I have an 25 year old Bianchi with a 6 speed Shimano freewheel and I was wondering if there would be any problems involved if I convert the freewheel to 7 speed. I also plan to change out the rear dérailleur as well as the shifters. Common sense tells me I should be OK but my experience with 6 speeds is lacking.

Thanks guys.


----------



## robert_shawn (Oct 5, 2005)

It should work just fine. I did the same thing with one of my bikes when I got a good deal on a set of DA 7 Speed tubular wheels. I only swaped out the chain and shifters since I already had a DA SIS derailler. IIRC, there was no major differneces between the 6 Speed and 7 Speed SIS deraillers.

Shawn


----------



## MR_GRUMPY (Aug 21, 2002)

Six and 99.9% of seven speed freewheels use the same 126mm hub spacing. You will need a seven speed chain because the spacing between the seven speed cogs is narrower.


----------



## Kerry Irons (Feb 25, 2002)

*Index?*



chas0039 said:


> I have an 25 year old Bianchi with a 6 speed Shimano freewheel and I was wondering if there would be any problems involved if I convert the freewheel to 7 speed. I also plan to change out the rear dérailleur as well as the shifters. Common sense tells me I should be OK but my experience with 6 speeds is lacking.

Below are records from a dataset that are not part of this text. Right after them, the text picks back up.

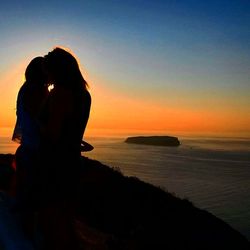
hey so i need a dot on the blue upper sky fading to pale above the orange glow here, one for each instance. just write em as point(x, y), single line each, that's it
point(182, 51)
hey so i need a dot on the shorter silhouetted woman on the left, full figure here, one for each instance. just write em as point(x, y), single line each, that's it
point(30, 101)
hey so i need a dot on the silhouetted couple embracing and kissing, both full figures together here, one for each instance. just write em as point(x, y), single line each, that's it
point(50, 126)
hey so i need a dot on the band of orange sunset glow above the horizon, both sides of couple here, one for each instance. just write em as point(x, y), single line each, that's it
point(117, 112)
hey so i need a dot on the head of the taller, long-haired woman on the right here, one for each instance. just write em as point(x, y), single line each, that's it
point(63, 69)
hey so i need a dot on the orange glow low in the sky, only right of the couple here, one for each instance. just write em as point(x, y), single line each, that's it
point(112, 110)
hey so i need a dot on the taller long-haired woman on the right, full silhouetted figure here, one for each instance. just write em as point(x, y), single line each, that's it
point(65, 117)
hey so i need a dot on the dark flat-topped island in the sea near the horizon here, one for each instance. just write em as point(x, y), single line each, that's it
point(169, 141)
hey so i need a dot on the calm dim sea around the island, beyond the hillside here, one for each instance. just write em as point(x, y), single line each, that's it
point(213, 173)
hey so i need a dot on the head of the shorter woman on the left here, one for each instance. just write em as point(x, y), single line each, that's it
point(35, 72)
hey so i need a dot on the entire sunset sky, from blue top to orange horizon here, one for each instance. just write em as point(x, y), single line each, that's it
point(163, 66)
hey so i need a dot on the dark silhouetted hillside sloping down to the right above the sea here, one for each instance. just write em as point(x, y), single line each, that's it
point(119, 212)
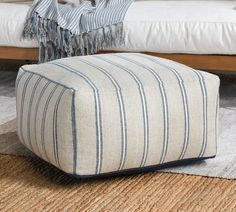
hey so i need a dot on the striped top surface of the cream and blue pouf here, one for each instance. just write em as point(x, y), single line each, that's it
point(95, 70)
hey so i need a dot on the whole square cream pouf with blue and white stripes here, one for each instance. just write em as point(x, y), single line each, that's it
point(116, 113)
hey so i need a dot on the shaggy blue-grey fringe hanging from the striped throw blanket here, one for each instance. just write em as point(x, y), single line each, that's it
point(56, 42)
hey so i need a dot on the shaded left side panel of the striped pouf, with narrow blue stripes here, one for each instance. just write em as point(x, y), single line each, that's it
point(45, 122)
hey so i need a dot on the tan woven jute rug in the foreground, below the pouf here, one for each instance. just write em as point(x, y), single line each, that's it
point(29, 184)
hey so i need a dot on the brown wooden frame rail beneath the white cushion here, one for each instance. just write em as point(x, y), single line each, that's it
point(212, 63)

Do you have index or friction shifters? In either case, you probably don't need to replace the rear derailleur unless it is worn out. If friction shifting, you don't need to replace the shifters either.


----------



## FatTireFred (Jan 31, 2005)

Kerry Irons said:


> Do you have index or friction shifters? In either case, you probably don't need to replace the rear derailleur unless it is worn out. If friction shifting, you don't need to replace the shifters either.




were indexed shifters around for 6-spd? can't remember that far back... don't think so


----------



## MR_GRUMPY (Aug 21, 2002)

Yes.
Shimano SIS started with six speed downtube shifters and a six speed uniglide freehub and cassette. (They also sold a six speed freewheel for existing wheels)


----------



## burkeqc (Sep 25, 2006)

The seven speed freehwheel is wider than a six speed, so you likly will have to have to add extra spacers to the axle on the freewheel side. Otherwise, the smallest cog will drag on the dropout. There also is a good possibility you will have to get a longer axle & redish the wheel, depending on the current axle. If you stay with friction, shift levers make little difference. For indexed shifting, the 7 speed shimano (except DA) work with 6-8 speed shimano derailleurs.


----------



## chas0039 (Jun 26, 2007)

I planned to replace the original index shifters as well as the dérailleur due to wear in any case. The new freewheel is longer so I had to stretch the frame just a little and added a single washer. The rest of the new parts are due in today so things look good.


----------



## burkeqc (Sep 25, 2006)

If you had to add only 1 washer, about lilkely about 1mm thick, redishing may not be needed. For every washer you add to the freewheel side, it will move the wheel approx that same distance toward the non freewheel side dropout.


----------